Le volume n'est pas un pipeline
Un scoring générique de template CRM colle rarement au marché local. Une demande de location dans un quartier n’est pas le même signal qu’un acheteur cash qui demande une seconde visite sur un bien qui vient de baisser. Votre historique le sait. La plupart des scorecards non.
Un tri pratique tire des signaux que vous avez déjà : source, type de bien, bande de prix, latence de réponse, résultats passés, et le langage du premier message. Un modèle ou des règles entraînés sur ce qui a vraiment closé dans votre livre battent le « chaud / tiède / froid » par défaut d’un éditeur.

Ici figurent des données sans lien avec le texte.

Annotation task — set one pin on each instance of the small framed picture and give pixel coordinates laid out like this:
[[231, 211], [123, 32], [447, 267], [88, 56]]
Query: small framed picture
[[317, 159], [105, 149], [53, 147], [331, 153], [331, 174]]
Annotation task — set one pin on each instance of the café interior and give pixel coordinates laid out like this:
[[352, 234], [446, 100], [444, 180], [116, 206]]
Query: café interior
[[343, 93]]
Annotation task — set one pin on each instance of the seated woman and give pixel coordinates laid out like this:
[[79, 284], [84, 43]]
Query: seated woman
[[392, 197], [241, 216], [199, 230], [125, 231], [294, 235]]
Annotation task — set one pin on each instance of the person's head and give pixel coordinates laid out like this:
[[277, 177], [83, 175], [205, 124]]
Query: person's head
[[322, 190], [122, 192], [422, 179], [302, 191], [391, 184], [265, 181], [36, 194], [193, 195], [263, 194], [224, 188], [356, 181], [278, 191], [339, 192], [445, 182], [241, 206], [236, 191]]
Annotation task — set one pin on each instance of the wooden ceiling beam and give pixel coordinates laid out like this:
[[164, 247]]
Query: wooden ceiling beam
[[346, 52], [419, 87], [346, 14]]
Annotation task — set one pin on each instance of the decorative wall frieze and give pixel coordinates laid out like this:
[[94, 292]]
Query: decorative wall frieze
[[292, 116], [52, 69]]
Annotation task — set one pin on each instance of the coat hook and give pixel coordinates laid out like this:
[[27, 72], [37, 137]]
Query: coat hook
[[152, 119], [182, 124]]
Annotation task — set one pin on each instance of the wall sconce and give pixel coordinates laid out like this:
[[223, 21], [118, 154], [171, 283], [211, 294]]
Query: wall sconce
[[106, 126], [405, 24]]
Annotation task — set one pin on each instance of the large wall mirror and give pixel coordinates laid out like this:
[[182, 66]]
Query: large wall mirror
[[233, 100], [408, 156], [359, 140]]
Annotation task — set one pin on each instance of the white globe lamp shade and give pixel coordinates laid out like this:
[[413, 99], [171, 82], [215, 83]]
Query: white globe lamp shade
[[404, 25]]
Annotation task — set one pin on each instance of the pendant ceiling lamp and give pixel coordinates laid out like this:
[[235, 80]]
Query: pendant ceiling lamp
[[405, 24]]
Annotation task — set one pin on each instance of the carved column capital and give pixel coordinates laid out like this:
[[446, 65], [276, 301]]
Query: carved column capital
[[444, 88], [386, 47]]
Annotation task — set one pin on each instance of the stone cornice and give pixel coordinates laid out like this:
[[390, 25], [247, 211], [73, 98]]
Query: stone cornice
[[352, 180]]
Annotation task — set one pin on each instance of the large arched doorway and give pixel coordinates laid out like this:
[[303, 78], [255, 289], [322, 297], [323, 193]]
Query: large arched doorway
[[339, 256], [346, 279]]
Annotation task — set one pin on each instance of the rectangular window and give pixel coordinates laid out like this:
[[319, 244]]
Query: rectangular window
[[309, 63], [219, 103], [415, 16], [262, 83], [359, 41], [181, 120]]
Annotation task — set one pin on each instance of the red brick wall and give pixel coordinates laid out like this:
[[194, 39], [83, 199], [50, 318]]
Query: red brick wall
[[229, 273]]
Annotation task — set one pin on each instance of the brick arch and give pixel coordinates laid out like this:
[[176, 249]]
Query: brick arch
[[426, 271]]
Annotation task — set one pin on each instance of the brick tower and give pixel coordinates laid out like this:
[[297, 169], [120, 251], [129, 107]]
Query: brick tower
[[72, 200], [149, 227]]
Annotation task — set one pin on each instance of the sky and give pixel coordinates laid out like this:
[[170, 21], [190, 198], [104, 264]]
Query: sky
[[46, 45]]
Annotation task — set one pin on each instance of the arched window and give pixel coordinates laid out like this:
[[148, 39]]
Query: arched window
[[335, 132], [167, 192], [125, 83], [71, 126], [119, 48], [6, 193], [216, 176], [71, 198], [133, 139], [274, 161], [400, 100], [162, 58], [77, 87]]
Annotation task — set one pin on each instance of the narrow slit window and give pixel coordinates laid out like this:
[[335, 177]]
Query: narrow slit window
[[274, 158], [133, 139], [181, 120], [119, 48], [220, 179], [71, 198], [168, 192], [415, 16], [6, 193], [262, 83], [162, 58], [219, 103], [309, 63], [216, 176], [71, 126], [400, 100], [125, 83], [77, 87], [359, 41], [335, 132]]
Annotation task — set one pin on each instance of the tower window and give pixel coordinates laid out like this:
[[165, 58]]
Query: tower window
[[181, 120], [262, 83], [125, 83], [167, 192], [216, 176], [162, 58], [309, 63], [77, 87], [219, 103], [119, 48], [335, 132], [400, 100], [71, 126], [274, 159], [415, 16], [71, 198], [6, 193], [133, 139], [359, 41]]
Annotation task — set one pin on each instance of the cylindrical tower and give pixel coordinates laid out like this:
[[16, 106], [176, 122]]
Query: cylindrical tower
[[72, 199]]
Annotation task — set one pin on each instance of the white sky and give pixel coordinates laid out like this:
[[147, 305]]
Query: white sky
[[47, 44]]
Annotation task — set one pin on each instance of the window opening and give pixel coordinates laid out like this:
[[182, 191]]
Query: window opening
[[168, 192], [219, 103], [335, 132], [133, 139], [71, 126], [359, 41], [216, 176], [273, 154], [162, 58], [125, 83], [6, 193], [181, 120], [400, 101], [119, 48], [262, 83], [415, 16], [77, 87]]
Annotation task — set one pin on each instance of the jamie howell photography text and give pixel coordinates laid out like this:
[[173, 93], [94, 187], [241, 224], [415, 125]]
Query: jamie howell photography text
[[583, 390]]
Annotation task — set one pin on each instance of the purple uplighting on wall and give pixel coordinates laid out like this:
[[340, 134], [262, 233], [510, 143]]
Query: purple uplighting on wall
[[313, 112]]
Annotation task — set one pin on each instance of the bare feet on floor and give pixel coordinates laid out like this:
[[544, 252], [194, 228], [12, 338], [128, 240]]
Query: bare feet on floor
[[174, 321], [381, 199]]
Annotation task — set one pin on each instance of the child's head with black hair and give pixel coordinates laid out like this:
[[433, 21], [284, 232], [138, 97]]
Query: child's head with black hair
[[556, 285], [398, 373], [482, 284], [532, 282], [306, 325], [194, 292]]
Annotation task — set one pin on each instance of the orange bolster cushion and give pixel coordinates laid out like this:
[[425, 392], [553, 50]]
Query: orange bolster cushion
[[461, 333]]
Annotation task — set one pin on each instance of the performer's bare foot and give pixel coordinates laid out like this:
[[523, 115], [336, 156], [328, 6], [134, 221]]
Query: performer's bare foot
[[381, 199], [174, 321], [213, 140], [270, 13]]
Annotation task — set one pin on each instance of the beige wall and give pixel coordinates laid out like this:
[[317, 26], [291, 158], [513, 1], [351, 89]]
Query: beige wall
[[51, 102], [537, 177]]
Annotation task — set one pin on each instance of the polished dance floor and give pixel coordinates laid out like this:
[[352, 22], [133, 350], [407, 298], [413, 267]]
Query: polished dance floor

Scorer sur votre historique, pas un template CRM
Le routage compte autant que le score. Un lead à forte intention doit arriver sur le téléphone ou la tâche du closer en minutes. La faible intention va en nurture, chat ou file junior. Sans cette coupe, chaque « amélioration » ne fait que redistribuer le même chaos.
L’humain reste dans la boucle pour le jugement — intention douteuse, VIP, dossier bizarre. Le job de la machine est d’arrêter de traiter chaque formulaire comme égal.
Le routage est la moitié du produit
Quand nous branchons ça pour des agences, le résultat habituel n’est pas « plus de leads ». C’est moins d’appels inutiles et un agenda qui colle enfin au niveau réel de closing de l’équipe.